Vitiello, stando alla confessione dell’ex conduttore Rai, sarebbe stato ucciso per 34mila euro da dividere e mai spartiti. Capelletti, i cui rapporti con Cozzi erano via via peggiorati per questioni economiche, è stato trovato morto il 13 settembre del 1998 nel suo ufficio con un coltello in mano e una profonda ferita al cuore.

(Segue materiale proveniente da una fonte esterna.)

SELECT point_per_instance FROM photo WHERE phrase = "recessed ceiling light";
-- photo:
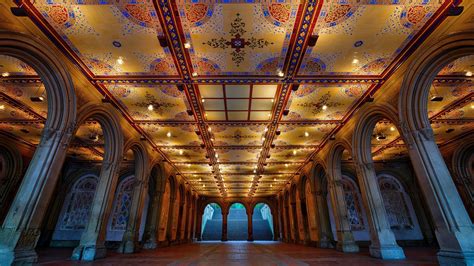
(120, 60)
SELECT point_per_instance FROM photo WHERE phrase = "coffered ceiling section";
(110, 37)
(364, 37)
(237, 38)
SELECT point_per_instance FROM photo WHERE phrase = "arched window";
(121, 209)
(353, 204)
(75, 212)
(395, 204)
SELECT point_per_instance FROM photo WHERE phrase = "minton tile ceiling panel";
(323, 102)
(364, 37)
(126, 30)
(238, 38)
(237, 102)
(238, 135)
(152, 102)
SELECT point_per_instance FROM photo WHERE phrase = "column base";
(23, 257)
(89, 253)
(455, 258)
(150, 244)
(348, 247)
(387, 252)
(127, 247)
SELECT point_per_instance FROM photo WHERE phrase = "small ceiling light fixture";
(120, 60)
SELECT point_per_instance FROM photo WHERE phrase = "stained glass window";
(122, 203)
(77, 205)
(354, 209)
(395, 204)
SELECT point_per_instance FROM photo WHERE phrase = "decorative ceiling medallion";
(238, 42)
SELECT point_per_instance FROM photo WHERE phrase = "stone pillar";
(295, 228)
(197, 230)
(383, 243)
(224, 225)
(130, 237)
(21, 228)
(453, 227)
(250, 226)
(325, 237)
(345, 239)
(151, 232)
(92, 242)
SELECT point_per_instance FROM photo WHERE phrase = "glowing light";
(120, 60)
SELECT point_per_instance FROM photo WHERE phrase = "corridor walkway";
(241, 253)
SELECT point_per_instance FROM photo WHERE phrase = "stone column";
(151, 232)
(325, 237)
(250, 226)
(345, 239)
(92, 242)
(224, 225)
(453, 227)
(383, 243)
(197, 230)
(21, 228)
(130, 237)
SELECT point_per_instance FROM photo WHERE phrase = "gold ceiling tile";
(239, 105)
(237, 91)
(211, 91)
(234, 116)
(211, 104)
(260, 115)
(264, 91)
(262, 104)
(213, 116)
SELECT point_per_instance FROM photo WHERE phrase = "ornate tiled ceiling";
(230, 92)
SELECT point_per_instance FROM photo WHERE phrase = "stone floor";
(240, 253)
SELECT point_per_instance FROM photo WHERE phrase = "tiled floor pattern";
(240, 253)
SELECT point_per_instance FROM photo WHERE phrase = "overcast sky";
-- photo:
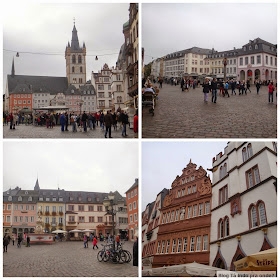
(76, 165)
(167, 28)
(47, 28)
(163, 161)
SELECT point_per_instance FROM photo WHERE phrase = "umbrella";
(262, 261)
(59, 231)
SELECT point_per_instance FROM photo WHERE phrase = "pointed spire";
(75, 41)
(13, 67)
(37, 187)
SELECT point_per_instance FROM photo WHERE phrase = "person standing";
(28, 241)
(214, 90)
(271, 88)
(5, 244)
(62, 122)
(135, 124)
(258, 86)
(206, 89)
(94, 243)
(108, 123)
(135, 251)
(84, 120)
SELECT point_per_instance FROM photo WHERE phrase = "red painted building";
(132, 210)
(184, 230)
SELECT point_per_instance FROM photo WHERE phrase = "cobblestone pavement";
(30, 131)
(62, 259)
(185, 115)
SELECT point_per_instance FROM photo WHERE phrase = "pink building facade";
(257, 60)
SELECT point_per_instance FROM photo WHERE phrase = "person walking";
(135, 251)
(84, 120)
(214, 86)
(108, 123)
(28, 241)
(258, 86)
(206, 88)
(271, 89)
(85, 241)
(94, 243)
(62, 122)
(226, 89)
(5, 244)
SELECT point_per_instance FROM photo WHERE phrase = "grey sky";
(163, 161)
(83, 165)
(167, 28)
(47, 28)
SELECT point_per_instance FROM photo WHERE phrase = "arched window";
(225, 169)
(254, 217)
(249, 150)
(244, 154)
(262, 215)
(226, 226)
(73, 58)
(221, 172)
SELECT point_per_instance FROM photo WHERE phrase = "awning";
(261, 261)
(189, 269)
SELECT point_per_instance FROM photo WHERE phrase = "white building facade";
(244, 202)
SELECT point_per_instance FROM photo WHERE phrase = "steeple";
(37, 188)
(75, 41)
(13, 68)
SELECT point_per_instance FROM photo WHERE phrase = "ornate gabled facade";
(184, 226)
(244, 202)
(75, 57)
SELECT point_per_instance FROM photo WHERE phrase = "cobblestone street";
(62, 259)
(184, 115)
(30, 131)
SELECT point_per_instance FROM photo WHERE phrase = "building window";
(179, 247)
(205, 243)
(163, 247)
(195, 210)
(223, 195)
(172, 216)
(200, 209)
(207, 207)
(252, 177)
(158, 249)
(185, 245)
(177, 215)
(192, 244)
(167, 246)
(198, 243)
(174, 246)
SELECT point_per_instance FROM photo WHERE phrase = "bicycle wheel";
(100, 256)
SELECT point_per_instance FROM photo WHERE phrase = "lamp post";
(108, 202)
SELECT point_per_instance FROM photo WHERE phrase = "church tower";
(75, 61)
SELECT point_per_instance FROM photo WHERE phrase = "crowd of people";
(81, 122)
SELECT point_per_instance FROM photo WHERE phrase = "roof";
(133, 186)
(53, 85)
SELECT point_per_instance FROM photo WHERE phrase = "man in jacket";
(108, 123)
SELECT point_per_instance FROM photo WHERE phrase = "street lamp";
(108, 202)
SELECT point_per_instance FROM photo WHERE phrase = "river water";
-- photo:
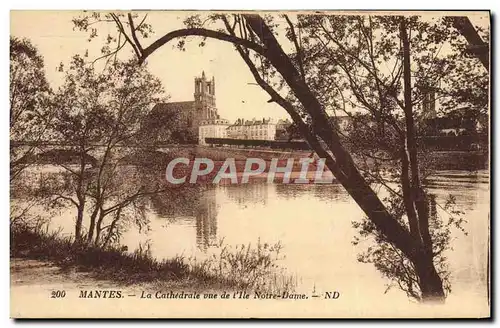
(314, 225)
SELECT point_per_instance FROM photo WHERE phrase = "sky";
(237, 96)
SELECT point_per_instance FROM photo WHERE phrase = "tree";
(99, 115)
(29, 103)
(406, 228)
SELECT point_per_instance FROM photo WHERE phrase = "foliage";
(393, 264)
(30, 97)
(99, 114)
(386, 68)
(115, 263)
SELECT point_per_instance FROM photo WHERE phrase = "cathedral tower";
(204, 98)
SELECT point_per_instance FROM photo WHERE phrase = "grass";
(242, 268)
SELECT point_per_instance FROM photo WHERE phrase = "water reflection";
(198, 206)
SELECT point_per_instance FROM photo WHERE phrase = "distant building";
(282, 129)
(212, 128)
(199, 116)
(264, 129)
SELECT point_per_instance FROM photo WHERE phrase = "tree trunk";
(78, 224)
(429, 280)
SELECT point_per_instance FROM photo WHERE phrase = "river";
(314, 225)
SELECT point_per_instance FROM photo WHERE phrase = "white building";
(212, 128)
(264, 129)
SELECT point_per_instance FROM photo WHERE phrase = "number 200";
(58, 294)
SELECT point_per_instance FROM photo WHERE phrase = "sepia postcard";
(280, 164)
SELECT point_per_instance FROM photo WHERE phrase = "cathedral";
(199, 116)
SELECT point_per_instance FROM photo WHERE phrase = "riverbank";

Apparentemente Capelletti si era tolto la vita, ma la ricostruzione dei fatti non ha mai convinto gli investigatori per molti motivi: dalla dinamica del suicidio alla mancanza di motivazioni legate al gesto estremo.

Cozzi fu indagato e interrogato più volte. Il suo nome finì anche nella relazione finale trasmessa al pm, ma alla fine a suo carico non emersero elementi di prova sufficienti per incriminarlo. La moglie di Capelletti riuscì a far riaprire il caso due anni più tardi, ma dopo sei mesi di indagini senza esito il fascicolo tornò in archivio.Fino a martedì 19 marzo, quando l’omicidio di Vitiello ha fatto riaffiorare i dubbi sul misterioso suicidio.